Fall is definitely here. Leaves are changing. Temperatures are dropping… though not by much yet it seems. But there’s a good chance of our first freezing temperatures Friday night.
For many creatures who make their living during the “growing season,” the rush is on. Time to fatten up, migrate, mate, and/or reproduce ASAP.
You can now see the last of the late-season flowers on the landscape. Goldenrods (Solidago spp.) and Asters (Symphiotrichum spp.) are two abundant native taxa. Witch Hazel (Hamamelis virginiana) is our last woody species to bloom, usually in late fall but their subtle blossoms have been reported as late as Christmas time. Heck, my apple tree even flowered last week! I think it’s confused.
I’ve been watching insects frenetically mob these decreasing-number of flowers and plants. Lots of bumblebees, blue-winged wasps (photo above, plus see this great link), and last night, a couple migratory Monarch butterflies (who flew away before I could get a photo).

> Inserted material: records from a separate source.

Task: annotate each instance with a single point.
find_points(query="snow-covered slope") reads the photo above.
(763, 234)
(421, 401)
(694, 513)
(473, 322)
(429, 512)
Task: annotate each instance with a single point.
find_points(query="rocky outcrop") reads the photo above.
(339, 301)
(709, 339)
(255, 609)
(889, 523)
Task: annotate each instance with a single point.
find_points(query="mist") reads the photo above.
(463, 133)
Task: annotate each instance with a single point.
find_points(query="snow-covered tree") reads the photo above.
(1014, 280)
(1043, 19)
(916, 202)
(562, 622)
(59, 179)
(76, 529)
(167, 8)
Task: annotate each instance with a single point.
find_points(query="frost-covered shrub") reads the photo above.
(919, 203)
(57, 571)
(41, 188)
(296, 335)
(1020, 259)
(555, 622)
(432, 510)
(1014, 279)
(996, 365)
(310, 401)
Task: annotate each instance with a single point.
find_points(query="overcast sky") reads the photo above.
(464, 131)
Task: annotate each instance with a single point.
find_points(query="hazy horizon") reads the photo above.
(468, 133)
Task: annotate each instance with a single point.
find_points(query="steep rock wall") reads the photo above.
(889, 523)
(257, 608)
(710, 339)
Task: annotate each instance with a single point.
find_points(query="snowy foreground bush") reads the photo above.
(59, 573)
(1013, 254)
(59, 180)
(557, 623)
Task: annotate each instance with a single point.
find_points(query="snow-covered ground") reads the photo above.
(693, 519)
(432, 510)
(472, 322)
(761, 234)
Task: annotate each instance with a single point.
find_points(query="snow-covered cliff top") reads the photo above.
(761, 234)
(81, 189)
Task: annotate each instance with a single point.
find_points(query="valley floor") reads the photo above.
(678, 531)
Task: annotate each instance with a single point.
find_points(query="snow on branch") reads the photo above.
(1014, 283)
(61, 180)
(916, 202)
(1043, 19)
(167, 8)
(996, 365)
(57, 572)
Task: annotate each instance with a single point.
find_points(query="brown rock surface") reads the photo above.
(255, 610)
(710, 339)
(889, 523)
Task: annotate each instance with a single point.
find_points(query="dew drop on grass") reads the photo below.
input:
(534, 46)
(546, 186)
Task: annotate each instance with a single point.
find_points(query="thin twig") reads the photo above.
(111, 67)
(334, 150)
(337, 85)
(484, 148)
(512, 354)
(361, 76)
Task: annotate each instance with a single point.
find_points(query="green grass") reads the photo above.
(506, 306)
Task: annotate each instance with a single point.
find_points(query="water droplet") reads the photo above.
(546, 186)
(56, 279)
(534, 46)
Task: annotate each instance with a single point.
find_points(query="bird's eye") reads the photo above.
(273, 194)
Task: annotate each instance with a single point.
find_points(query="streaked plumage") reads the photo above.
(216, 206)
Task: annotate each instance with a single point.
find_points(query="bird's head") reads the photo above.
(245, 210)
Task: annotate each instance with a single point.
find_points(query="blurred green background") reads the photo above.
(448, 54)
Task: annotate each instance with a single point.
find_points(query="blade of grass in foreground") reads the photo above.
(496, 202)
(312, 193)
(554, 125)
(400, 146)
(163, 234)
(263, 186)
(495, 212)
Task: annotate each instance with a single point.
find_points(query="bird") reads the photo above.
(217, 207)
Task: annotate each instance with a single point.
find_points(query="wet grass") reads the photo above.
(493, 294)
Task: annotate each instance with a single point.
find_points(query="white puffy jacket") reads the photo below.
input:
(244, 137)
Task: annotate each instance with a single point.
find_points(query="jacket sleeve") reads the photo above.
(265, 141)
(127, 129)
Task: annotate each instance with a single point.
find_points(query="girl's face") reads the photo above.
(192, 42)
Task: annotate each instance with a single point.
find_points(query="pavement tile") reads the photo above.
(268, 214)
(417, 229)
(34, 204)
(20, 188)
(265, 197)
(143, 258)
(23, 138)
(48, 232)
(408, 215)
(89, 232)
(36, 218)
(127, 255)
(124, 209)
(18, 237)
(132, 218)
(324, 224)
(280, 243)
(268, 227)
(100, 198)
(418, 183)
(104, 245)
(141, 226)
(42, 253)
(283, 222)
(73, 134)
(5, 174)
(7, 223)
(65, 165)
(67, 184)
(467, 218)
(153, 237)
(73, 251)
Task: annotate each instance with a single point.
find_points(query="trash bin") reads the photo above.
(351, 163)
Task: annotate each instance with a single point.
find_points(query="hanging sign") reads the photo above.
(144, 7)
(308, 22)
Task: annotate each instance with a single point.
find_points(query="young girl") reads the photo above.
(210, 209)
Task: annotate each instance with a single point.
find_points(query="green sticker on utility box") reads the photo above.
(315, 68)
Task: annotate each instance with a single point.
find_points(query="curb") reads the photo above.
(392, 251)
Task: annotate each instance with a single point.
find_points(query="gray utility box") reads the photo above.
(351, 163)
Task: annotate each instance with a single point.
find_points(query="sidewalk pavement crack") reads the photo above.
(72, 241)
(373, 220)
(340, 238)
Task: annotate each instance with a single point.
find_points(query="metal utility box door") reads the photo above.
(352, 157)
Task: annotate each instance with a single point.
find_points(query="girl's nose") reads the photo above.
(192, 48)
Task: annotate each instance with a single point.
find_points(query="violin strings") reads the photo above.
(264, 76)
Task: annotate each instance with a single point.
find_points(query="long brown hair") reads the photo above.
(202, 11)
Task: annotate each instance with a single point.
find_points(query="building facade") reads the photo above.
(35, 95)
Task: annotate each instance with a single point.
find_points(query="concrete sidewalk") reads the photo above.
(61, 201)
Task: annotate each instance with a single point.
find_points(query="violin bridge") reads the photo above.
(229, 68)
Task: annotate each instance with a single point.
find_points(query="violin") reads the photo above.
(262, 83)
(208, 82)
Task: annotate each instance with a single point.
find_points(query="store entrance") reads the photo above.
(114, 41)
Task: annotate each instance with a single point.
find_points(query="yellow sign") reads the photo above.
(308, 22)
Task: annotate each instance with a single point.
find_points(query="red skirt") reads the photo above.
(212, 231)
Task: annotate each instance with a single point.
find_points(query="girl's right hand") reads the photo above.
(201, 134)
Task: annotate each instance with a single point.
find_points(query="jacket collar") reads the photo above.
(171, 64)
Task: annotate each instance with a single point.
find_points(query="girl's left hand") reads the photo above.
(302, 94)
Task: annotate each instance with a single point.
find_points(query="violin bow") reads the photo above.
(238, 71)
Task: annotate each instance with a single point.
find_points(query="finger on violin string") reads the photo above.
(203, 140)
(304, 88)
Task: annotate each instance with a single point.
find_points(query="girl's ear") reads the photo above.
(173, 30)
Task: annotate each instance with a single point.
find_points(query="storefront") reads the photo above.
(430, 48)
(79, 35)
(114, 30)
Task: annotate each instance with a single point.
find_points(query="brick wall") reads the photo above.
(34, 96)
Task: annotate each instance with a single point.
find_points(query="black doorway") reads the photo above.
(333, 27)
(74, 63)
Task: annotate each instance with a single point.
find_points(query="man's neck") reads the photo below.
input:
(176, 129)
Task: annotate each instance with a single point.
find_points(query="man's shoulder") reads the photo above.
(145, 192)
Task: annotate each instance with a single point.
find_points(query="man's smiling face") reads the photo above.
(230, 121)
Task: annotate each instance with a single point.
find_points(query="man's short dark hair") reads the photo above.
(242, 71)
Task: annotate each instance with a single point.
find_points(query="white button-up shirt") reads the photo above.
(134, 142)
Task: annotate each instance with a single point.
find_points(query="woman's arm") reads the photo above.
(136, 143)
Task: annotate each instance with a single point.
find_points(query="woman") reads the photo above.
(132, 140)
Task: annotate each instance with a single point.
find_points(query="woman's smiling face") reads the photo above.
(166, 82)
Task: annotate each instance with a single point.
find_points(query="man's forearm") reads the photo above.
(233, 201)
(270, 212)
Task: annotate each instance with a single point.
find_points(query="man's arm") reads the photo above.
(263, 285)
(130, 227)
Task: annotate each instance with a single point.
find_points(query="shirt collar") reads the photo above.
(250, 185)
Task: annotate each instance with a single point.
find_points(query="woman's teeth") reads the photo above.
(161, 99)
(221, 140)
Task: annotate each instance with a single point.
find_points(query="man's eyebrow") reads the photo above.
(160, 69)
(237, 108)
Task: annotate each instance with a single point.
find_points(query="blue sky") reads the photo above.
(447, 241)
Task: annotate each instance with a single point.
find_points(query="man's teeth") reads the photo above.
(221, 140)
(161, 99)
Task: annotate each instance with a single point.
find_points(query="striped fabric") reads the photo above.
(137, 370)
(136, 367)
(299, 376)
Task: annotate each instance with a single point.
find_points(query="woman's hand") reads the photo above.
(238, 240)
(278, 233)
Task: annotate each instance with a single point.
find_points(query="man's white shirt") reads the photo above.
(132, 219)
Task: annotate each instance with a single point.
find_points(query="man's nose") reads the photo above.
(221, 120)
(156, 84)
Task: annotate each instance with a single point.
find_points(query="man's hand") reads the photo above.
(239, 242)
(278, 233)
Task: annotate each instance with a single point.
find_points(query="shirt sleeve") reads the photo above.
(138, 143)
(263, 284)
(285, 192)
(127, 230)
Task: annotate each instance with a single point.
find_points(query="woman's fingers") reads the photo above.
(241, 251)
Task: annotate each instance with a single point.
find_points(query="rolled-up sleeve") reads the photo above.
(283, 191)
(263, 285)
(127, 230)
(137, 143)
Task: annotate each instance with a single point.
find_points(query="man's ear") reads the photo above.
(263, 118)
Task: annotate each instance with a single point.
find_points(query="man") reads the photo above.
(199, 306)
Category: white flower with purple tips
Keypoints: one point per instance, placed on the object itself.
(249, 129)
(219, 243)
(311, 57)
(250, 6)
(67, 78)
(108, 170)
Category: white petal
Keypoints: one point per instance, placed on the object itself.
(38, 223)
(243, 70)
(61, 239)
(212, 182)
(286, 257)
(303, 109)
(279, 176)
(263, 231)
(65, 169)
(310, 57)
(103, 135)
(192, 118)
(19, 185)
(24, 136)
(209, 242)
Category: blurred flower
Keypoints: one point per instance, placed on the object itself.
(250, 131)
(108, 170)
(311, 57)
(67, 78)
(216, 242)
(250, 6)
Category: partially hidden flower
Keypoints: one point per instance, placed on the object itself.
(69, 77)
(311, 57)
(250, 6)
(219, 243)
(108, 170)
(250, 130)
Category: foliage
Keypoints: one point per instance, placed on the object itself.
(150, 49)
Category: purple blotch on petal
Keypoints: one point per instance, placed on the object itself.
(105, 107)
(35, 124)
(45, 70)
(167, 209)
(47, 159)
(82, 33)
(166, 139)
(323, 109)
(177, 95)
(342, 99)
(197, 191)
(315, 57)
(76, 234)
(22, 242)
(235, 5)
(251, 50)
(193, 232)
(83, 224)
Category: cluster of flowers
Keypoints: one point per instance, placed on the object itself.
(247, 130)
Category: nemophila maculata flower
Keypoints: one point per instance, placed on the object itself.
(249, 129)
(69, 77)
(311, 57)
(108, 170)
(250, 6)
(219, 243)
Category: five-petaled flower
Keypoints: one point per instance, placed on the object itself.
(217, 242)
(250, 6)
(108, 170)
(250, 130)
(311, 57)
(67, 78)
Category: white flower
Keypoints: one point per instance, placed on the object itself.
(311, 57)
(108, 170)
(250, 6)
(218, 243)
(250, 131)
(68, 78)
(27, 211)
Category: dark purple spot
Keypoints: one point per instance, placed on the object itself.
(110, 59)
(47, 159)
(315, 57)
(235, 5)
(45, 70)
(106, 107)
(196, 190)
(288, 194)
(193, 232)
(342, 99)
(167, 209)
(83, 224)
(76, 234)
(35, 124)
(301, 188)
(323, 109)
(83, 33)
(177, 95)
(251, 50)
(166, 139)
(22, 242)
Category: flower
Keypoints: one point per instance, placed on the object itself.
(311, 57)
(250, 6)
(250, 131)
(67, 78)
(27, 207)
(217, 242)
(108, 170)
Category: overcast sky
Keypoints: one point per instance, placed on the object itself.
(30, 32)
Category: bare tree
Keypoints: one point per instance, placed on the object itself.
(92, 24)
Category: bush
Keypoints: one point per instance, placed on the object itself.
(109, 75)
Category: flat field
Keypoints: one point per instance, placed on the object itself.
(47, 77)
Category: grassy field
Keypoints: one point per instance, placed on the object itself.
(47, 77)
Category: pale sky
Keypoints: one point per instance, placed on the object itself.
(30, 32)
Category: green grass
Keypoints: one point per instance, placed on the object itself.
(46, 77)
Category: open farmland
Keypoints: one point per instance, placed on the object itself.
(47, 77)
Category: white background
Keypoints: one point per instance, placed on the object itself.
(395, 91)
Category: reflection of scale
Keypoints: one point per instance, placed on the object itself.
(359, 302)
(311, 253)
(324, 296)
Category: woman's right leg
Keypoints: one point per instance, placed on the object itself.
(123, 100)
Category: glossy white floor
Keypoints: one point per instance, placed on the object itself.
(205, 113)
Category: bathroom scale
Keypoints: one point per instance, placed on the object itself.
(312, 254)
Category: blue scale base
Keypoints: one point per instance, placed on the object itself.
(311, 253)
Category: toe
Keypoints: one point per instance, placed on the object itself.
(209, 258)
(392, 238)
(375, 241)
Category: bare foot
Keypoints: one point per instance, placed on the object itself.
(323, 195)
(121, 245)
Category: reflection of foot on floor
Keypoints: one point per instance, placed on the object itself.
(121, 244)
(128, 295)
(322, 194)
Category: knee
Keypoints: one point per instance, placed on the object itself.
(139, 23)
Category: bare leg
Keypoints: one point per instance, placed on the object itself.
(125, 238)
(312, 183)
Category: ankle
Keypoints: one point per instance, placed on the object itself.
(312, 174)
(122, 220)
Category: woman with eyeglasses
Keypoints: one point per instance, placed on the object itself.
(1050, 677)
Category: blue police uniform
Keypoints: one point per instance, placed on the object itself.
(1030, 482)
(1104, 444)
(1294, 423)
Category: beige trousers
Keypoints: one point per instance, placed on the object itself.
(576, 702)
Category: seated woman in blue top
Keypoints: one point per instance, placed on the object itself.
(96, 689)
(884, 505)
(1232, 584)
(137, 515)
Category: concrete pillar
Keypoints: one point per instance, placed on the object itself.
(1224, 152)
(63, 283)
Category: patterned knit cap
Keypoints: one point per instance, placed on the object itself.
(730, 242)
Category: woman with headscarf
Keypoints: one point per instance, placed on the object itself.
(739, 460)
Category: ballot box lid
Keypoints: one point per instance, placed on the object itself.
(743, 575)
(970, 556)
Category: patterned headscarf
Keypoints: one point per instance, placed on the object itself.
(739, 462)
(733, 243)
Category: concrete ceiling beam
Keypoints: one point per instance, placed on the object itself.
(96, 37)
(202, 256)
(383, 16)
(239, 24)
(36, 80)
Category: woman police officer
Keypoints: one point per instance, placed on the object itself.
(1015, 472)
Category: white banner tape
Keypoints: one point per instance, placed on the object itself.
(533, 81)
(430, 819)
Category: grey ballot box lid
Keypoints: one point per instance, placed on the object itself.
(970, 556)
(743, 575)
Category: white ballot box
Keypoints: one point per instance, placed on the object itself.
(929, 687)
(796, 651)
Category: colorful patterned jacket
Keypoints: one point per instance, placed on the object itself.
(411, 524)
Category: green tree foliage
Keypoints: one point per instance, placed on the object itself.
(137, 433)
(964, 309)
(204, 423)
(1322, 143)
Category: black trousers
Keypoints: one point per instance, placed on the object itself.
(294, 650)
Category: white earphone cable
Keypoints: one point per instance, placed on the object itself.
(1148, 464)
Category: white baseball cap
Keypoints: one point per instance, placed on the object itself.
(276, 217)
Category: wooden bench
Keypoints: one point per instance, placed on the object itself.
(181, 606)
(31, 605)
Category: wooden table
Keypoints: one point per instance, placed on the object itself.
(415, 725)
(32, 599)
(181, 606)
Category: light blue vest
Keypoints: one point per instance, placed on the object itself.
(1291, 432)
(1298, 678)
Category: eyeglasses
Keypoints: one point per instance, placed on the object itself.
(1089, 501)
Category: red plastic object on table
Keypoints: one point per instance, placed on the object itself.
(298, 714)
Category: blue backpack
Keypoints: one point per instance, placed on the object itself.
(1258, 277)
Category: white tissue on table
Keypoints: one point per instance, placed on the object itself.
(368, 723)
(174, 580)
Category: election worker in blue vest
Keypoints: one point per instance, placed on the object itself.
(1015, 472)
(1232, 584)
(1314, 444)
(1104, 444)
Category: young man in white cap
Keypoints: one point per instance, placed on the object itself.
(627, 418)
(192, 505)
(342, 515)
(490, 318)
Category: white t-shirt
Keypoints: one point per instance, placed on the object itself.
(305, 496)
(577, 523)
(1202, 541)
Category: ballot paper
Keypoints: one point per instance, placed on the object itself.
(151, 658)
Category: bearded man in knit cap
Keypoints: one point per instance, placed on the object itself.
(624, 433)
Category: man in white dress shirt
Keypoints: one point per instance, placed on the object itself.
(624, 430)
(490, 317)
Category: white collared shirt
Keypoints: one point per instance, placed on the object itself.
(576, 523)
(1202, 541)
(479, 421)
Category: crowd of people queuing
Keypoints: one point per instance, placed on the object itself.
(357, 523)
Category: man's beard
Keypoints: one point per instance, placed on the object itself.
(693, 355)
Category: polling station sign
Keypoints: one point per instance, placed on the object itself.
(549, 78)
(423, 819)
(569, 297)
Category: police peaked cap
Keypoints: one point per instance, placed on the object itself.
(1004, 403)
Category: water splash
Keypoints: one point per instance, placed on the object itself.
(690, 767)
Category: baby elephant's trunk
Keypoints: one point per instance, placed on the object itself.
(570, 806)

But anyway, the flower that inspired this post was this beautiful red Dahlia:
Now, I am very passionate about my ecological beliefs, but I try not to be “fundamentalist” about it. I like to extol the many benefits of getting native plants on the landscape, plants which evolved complex relationships with the rest of the web of life, but non-native plants certainly provide a level of ecosystem services.
I like Dahlias for several reasons. They are beautiful, require little care, need no fertilizer, and don’t seem to spread or seed. They have long and late bloom periods, and I always find bumblebees on them. This perennial is not not cold-hardy in our area so I just grab the tubers before the hard frosts come and store easily in a bucket in the garage. Come spring, I just lazily plop them in spare spots around the yard and wait for them to pop up and surprise me! This is just a little extra work, but beats having them spread out of control where I don’t want them I suppose.
Fall is a desperate time for pollinators, so I really like the consistent and abundant blooms of the Dahlia. Bumblebees don’t seem to much mind which flower it is, as long as the nectar and pollen are available.
As one last aside, I had a student worker gather acorns recently, which we’ll sow on some degraded land. I came into the office this Monday to find these little grubs crawling all over my office. Apparently there was some insect that had laid eggs inside the acorns of this White Oak (Quercus alba).
Let the field be joyful, and all that is therein: then shall all the trees of the wood rejoice (Ps. 96:12)
Thanks, Adam for all your good work.
Dave Fehrer who works in Grounds was telling me the other day about how he prepares for ice-fishing by gathering acorns and waits for the “grubs” to come out of them. According to Dave they make excellent bait to use when ice fishing! It was good to see a great picture of what he was referring to.
I am really enjoying reading these posts, Adam! Those grubs from the acorns are the larvae of weevils in the genus Curculio. The adults have fantastically-long “beaks” (rostrum) with tiny mouthparts at the end. There are a few different species in the area and their interactions with acorns and their mast cycles is quite interesting.